Test on custom stream with drift#
[20]:
window_size = 500
max_instances = 8000
budget = max_instances * 3
drift_stream = DriftStream(
stream=[
SEA(function=1),
AbruptDrift(position=3000),
SEA(function=3),
GradualDrift(position=6000, width=2000),
SEA(function=1),
]
)
[21]:
results_autoclass = autoclass(
drift_stream, window_size=window_size, max_instances=max_instances, budget=budget
)
[22]:
shc_direct, results_shc = successive_halving(drift_stream, max_instances, window_size)
[Rung 1] 7 models removed 7 models left 428 instances per model budget used: 5992 budget left: 18008 best accuracy: 80.8411
Top models:
1. HoeffdingAdaptiveTree - Accuracy: 80.8411
2. HoeffdingAdaptiveTree - Accuracy: 80.8411
3. kNN - Accuracy: 80.3738
[Rung 2] 3 models removed 4 models left 857 instances per model budget used: 11991 budget left: 12009 best accuracy: 85.9922
Top models:
1. AdaptiveRandomForest - Accuracy: 85.9922
2. kNN - Accuracy: 84.8249
3. HoeffdingTree - Accuracy: 84.5914
[Rung 3] 2 models removed 2 models left 1501 instances per model budget used: 17995 budget left: 6005 best accuracy: 87.2936
Top models:
1. AdaptiveRandomForest - Accuracy: 87.2936
2. Leveraging OnlineBagging - Accuracy: 85.9296
[23]:
bandit_clf, results_bandit = bandit_classifier(
drift_stream, max_instances, window_size, bandit_eps=0.3
)
Using 14 provided base classifiers
Chosen model: kNN
Current accuracy: 85.1274
[24]:
test_autoclass_vs_successive_halving_and_bandit(
drift_stream,
window_size=window_size,
max_instances=max_instances,
results_autoclass_enhanced=results_autoclass,
shc_direct=shc_direct,
results_shc=results_shc,
bandit_clf=bandit_clf,
results_bandit=results_bandit,
)
================================================================================
COMPARING AUTOCLASS WITH CONFIG, SUCCESSIVE HALVING, AND BANDIT CLASSIFIER
================================================================================
Initializing default models for comparison...

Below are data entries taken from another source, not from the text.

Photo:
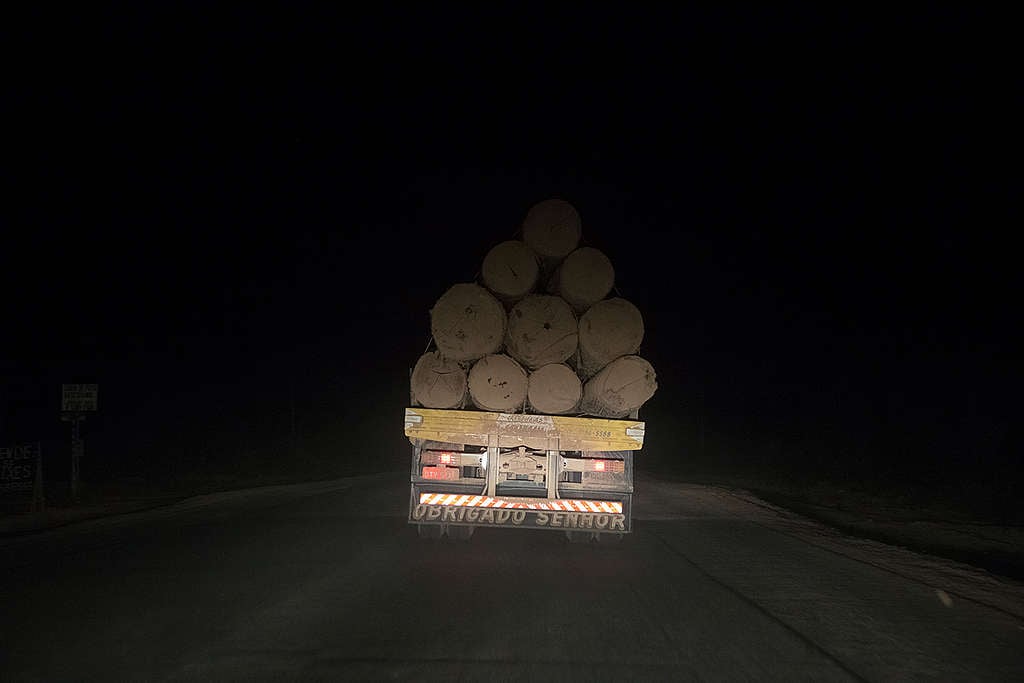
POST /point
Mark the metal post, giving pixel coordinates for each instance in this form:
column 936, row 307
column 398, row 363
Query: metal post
column 77, row 450
column 38, row 496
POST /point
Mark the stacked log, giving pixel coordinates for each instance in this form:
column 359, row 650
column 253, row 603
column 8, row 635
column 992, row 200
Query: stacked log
column 498, row 383
column 554, row 389
column 565, row 349
column 620, row 388
column 608, row 330
column 438, row 382
column 552, row 229
column 585, row 278
column 542, row 330
column 468, row 323
column 510, row 270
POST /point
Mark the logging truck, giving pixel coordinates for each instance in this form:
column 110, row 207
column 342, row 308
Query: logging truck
column 510, row 470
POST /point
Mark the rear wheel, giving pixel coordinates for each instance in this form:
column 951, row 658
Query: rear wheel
column 429, row 530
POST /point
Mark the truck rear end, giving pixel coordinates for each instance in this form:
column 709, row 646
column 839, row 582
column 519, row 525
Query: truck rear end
column 567, row 474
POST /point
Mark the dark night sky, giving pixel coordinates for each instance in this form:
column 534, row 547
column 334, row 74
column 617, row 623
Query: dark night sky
column 210, row 209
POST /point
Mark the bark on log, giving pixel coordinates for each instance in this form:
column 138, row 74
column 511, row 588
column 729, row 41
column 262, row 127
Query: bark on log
column 498, row 383
column 552, row 229
column 510, row 270
column 438, row 382
column 610, row 329
column 468, row 323
column 585, row 278
column 554, row 389
column 623, row 386
column 541, row 330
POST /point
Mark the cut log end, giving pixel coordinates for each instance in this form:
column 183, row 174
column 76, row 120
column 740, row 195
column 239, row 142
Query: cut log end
column 498, row 383
column 510, row 270
column 554, row 389
column 608, row 330
column 468, row 323
column 542, row 330
column 552, row 228
column 622, row 387
column 585, row 278
column 438, row 382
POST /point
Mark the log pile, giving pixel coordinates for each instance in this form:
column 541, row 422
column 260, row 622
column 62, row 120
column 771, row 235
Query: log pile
column 539, row 333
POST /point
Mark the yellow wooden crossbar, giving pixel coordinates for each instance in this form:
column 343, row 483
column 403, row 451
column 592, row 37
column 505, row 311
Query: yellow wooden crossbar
column 534, row 431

Evaluating default models...
Evaluation Results:
[Enhanced AutoClass] Accuracy = 86.925, Time: 68.542s
[SuccessiveHalving] Accuracy = 86.662, Time: 90.787s
[BanditClassifier] Accuracy = 85.200, Time: 37.273s
[Default HoeffdingTree] Accuracy = 85.100, Time: 0.011s
[Default KNN] Accuracy = 84.275, Time: 0.361s
[Default AdaptiveRandomForest] Accuracy = 86.725, Time: 6.451s
[Default HoeffdingAdaptiveTree] Accuracy = 84.638, Time: 0.020s
[Default LeveragingBagging] Accuracy = 86.450, Time: 2.232s
[Default StreamingRandomPatches] Accuracy = 86.612, Time: 6.846s
Successive Halving Final Status:
Active models: 2 / 14
Total rungs: 3
Budget used: 17995 / 24000
Bandit Classifier Final Status:
Total models: 14
Best model accuracy: 85.0703
Top performing models:
SuccessiveHalving:
1. AdaptiveRandomForest - Accuracy: 86.7625
2. Leveraging OnlineBagging - Accuracy: 86.5125
On the drift stream, Enhanced AutoClass reaches the top accuracy (86.9%) with moderate runtime (68s). BanditClassifier (85.2%, 37s) offers the best efficiency-accuracy balance, being more than 2x faster than SuccessiveHalving while losing only 1.4% accuracy.
AdaptiveRandomForest (86.7%) confirms that strong default ensembles can rival AutoML methods.
Overall Analysis#
Across tested streams, the three model selection approaches show consistent accuracy–efficiency trade-offs:
AutoClass: highest (or near-highest) accuracy, especially under concept drift, but slower than BanditClassifier.
SuccessiveHalvingClassifier: accuracy almost the one of AutoClass, but faster.
BanditClassifier: fastest but less accurate.
Guidelines based on these results:
Max accuracy & high resources → AutoClass.
Balance accuracy/efficiency → SuccessiveHalvingClassifier.
Time/resource-constrained → BanditClassifier.